This is a Python package for accelerating the inference of Large Language Models (LLMs) by Speculative Decoding (SD), especially for Beam Search.
Requirements: transformers>4.41,<4.45
git clone xxx
cd AtSpeed
pip3 install -e .
Only one line of code is needed after import!
from beamsd import replace_beam_search_with_TreeAttn
model = replace_beam_search_with_TreeAttn(model)
Then you can use model.generate
as usual.
outputs = model.generate(**inputs, max_new_tokens=32, num_beams=5)
from atspeed.beamsd import beam_search_by_TreeAttn
outputs = beam_search_by_TreeAttn(model, inputs, max_new_tokens=32, beam_size=5)

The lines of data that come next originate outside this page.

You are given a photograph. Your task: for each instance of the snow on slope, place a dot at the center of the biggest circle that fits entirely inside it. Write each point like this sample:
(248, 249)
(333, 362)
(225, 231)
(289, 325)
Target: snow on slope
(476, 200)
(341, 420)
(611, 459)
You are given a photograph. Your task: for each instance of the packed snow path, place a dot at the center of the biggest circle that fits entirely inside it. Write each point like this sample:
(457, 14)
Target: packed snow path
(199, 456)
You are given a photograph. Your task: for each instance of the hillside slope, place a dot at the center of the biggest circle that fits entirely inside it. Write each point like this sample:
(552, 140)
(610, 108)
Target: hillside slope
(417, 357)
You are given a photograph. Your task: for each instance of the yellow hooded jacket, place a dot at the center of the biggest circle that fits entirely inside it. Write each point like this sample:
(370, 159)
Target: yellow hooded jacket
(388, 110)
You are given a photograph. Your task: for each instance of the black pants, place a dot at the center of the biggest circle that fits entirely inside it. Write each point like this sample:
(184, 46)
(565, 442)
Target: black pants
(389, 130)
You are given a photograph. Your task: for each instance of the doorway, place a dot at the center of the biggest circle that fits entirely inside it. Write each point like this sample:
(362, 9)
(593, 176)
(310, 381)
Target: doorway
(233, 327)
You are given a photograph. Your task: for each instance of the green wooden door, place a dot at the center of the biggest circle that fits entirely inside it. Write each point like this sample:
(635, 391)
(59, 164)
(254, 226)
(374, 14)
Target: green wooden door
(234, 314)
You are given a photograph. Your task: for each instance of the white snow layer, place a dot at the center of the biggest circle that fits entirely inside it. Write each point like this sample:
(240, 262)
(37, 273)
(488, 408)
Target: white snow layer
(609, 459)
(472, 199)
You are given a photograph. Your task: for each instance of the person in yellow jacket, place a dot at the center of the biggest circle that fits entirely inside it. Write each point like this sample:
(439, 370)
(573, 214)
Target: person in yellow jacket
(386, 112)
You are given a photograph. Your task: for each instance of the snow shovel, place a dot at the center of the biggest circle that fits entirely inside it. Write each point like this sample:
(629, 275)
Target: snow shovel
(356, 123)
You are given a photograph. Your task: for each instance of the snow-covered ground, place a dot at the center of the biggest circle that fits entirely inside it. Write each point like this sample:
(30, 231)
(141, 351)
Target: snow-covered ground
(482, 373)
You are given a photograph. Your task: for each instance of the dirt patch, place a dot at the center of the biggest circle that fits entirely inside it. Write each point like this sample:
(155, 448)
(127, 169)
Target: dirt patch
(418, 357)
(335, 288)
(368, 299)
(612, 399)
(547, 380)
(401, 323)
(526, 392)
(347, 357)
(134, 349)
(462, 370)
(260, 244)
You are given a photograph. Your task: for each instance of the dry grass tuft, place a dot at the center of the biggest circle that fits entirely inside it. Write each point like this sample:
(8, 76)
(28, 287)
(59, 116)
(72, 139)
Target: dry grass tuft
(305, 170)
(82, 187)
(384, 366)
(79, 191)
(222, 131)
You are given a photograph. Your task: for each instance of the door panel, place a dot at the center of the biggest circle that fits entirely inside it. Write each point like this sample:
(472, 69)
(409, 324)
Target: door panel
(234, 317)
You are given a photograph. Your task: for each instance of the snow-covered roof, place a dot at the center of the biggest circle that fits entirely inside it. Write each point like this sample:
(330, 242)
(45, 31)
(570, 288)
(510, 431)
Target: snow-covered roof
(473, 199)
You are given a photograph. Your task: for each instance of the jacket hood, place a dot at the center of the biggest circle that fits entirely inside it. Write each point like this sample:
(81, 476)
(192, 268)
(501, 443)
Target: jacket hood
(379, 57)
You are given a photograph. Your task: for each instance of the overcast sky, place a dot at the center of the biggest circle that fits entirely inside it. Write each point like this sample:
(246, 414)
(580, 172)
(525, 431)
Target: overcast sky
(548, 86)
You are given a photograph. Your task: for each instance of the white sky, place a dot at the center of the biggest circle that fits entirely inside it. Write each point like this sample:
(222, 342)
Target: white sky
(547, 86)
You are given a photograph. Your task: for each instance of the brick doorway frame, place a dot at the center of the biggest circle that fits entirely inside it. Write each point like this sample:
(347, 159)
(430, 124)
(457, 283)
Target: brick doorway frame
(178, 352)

It is recommended to set generation parameters in model.generation_config
instead of passing them directly into the function beam_search_by_SD
.
target_model.generation_config.update(**{
"max_new_tokens": max_new_tokens,
"num_beams": beam_size,
"num_return_sequences": beam_size,
})
draft_model.generation_config.update(**{
"max_new_tokens": gamma,
"num_beams": draft_beam_size,
"num_return_sequences": draft_beam_size,
})
from atspeed.beamsd import beam_search_by_SD
outputs = beam_search_by_SD(target_model, draft_model, inputs)
from atspeed.beamsd4timing import beam_search_by_SD_4timing
outputs = beam_search_by_SD_4timing(target_model, draft_model, inputs)
beam_search_by_SD_4timing
provides precise timing for each module, and thus may take longer in total execution time than beam_search_by_SD
due to the use of torch.cuda.synchronize
.
For more details, please refer to demo.ipynb
or the source code.
The experiment is conducted on Beauty dataset on an NVIDIA RTX A5000 GPU. target_model: LLaMA-7B, draft_model: LLaMA-68M, gamma=3, max_new_tokens=4, draft_beam_size=40, target_beam_size in {1,3,5,10,20}.

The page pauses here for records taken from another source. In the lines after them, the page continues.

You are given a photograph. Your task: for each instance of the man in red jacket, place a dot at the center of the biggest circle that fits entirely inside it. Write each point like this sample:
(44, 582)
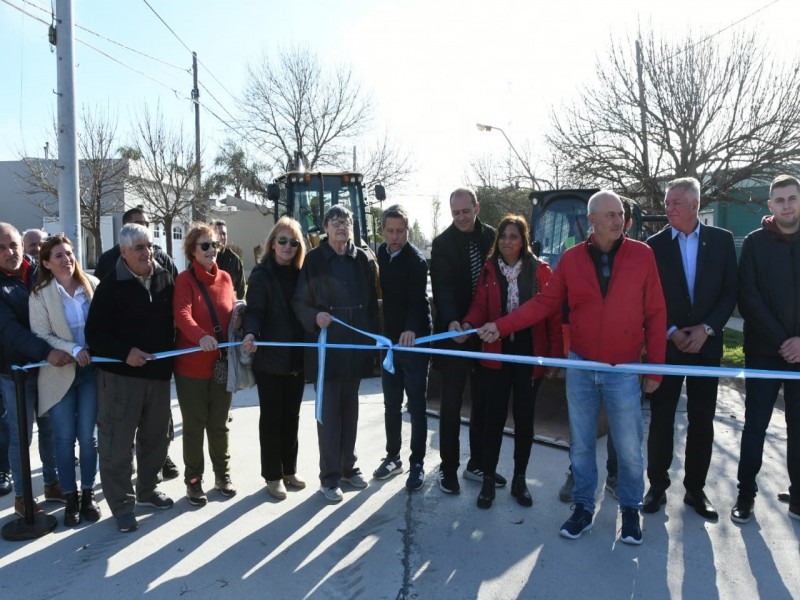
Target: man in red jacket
(616, 309)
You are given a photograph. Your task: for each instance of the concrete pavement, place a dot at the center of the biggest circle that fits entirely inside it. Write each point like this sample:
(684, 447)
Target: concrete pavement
(385, 543)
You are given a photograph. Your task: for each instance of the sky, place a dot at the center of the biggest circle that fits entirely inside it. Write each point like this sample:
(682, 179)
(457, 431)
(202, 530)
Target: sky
(433, 68)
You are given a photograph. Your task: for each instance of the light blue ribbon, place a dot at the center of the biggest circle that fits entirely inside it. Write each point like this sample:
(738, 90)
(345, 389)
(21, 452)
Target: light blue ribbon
(385, 344)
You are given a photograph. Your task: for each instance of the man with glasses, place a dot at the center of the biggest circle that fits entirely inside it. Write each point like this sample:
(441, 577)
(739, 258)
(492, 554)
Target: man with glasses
(338, 280)
(406, 316)
(457, 255)
(616, 309)
(228, 260)
(133, 395)
(697, 267)
(108, 260)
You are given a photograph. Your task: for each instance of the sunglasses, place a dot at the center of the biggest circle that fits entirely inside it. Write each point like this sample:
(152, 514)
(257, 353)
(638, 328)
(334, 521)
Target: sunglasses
(292, 242)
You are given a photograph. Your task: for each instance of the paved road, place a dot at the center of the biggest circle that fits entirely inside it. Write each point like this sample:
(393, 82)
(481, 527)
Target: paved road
(385, 543)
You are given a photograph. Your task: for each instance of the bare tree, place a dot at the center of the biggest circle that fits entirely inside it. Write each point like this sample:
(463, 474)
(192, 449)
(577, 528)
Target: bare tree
(101, 181)
(722, 113)
(498, 191)
(163, 171)
(386, 163)
(293, 107)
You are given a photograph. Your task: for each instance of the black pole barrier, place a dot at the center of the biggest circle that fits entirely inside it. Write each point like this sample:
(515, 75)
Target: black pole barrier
(31, 525)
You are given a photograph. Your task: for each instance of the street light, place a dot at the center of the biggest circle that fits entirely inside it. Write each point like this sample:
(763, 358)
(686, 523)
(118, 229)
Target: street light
(534, 180)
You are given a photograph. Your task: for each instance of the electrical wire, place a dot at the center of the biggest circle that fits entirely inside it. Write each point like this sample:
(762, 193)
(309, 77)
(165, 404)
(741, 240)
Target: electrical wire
(716, 33)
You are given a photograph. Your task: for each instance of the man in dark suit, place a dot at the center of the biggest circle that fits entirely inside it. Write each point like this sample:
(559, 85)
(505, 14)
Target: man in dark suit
(697, 267)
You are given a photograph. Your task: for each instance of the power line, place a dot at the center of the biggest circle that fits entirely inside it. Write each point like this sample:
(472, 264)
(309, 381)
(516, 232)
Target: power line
(172, 31)
(25, 12)
(723, 30)
(108, 39)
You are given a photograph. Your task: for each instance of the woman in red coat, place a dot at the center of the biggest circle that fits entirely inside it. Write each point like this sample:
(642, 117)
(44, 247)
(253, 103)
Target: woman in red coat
(511, 275)
(204, 402)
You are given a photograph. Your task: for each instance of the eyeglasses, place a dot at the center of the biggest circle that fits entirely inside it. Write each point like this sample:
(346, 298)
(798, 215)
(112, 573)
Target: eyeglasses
(292, 242)
(338, 224)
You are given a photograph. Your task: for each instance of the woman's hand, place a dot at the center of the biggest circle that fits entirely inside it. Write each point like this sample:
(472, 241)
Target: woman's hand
(83, 357)
(249, 343)
(208, 343)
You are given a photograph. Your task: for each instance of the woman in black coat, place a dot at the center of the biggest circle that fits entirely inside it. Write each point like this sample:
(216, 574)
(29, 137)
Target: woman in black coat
(278, 370)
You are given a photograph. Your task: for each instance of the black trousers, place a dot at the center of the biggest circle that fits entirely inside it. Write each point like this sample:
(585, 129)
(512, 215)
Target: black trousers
(498, 386)
(454, 379)
(701, 407)
(279, 397)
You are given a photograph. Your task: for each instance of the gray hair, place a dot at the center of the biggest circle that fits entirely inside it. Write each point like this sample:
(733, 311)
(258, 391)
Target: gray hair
(337, 211)
(395, 211)
(464, 191)
(689, 184)
(41, 232)
(9, 229)
(132, 233)
(591, 207)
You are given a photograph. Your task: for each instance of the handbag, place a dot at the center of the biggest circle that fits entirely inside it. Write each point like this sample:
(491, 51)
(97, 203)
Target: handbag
(220, 367)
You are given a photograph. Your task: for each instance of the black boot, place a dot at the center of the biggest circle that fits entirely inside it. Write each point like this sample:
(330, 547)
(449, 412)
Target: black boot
(89, 509)
(72, 515)
(519, 489)
(486, 496)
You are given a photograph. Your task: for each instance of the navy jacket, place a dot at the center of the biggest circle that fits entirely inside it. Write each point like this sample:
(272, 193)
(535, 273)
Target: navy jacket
(18, 345)
(715, 285)
(404, 288)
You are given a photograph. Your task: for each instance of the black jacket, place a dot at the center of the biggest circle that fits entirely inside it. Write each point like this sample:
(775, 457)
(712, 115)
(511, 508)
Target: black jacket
(404, 285)
(18, 345)
(123, 315)
(769, 289)
(451, 280)
(229, 261)
(715, 285)
(108, 261)
(270, 318)
(316, 290)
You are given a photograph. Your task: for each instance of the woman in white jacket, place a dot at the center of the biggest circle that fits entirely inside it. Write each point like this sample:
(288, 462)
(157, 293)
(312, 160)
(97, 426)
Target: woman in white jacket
(59, 305)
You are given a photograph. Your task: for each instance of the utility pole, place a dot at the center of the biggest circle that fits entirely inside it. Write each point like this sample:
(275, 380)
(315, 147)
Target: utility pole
(643, 117)
(197, 213)
(69, 208)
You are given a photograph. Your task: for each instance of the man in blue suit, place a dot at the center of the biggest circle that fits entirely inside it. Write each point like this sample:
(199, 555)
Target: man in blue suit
(697, 267)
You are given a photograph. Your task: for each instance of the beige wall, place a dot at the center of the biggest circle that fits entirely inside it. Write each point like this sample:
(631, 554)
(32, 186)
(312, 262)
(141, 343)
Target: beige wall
(246, 229)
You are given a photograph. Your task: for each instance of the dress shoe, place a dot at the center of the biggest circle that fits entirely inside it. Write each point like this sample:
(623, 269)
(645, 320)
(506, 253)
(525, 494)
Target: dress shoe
(702, 505)
(72, 514)
(654, 499)
(519, 489)
(89, 509)
(486, 497)
(742, 510)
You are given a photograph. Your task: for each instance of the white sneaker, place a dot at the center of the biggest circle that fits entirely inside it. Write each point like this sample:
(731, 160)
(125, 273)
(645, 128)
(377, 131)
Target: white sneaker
(333, 494)
(356, 480)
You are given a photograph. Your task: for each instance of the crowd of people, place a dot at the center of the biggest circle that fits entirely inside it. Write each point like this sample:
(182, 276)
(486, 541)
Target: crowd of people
(622, 301)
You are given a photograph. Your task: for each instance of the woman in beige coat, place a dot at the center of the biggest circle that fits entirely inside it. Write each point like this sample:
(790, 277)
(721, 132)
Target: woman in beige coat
(58, 306)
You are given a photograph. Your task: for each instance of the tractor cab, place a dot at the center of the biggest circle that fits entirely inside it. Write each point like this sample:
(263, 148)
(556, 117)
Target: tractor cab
(307, 195)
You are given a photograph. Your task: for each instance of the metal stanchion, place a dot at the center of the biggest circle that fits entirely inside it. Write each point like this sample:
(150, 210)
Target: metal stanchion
(31, 526)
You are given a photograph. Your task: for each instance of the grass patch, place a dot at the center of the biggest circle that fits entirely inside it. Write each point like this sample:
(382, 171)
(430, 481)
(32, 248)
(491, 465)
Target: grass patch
(732, 351)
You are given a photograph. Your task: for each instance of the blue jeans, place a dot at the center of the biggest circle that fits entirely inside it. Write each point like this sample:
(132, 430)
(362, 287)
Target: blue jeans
(410, 377)
(621, 394)
(46, 450)
(759, 402)
(75, 417)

The code in this repository is mostly developed for or derived from the paper below. Please cite it if you find the repository helpful.
@article{lin2024efficient,
title={Efficient Inference for Large Language Model-based Generative Recommendation},
author={Lin, Xinyu and Yang, Chaoqun and Wang, Wenjie and Li, Yongqi and Du, Cunxiao and Feng, Fuli and Ng, See-Kiong and Chua, Tat-Seng},
journal={arXiv preprint arXiv:2410.05165},
year={2024}
}
We are also planning to add more of our research to this repository, such as the top-K alignment between the draft model and the target model.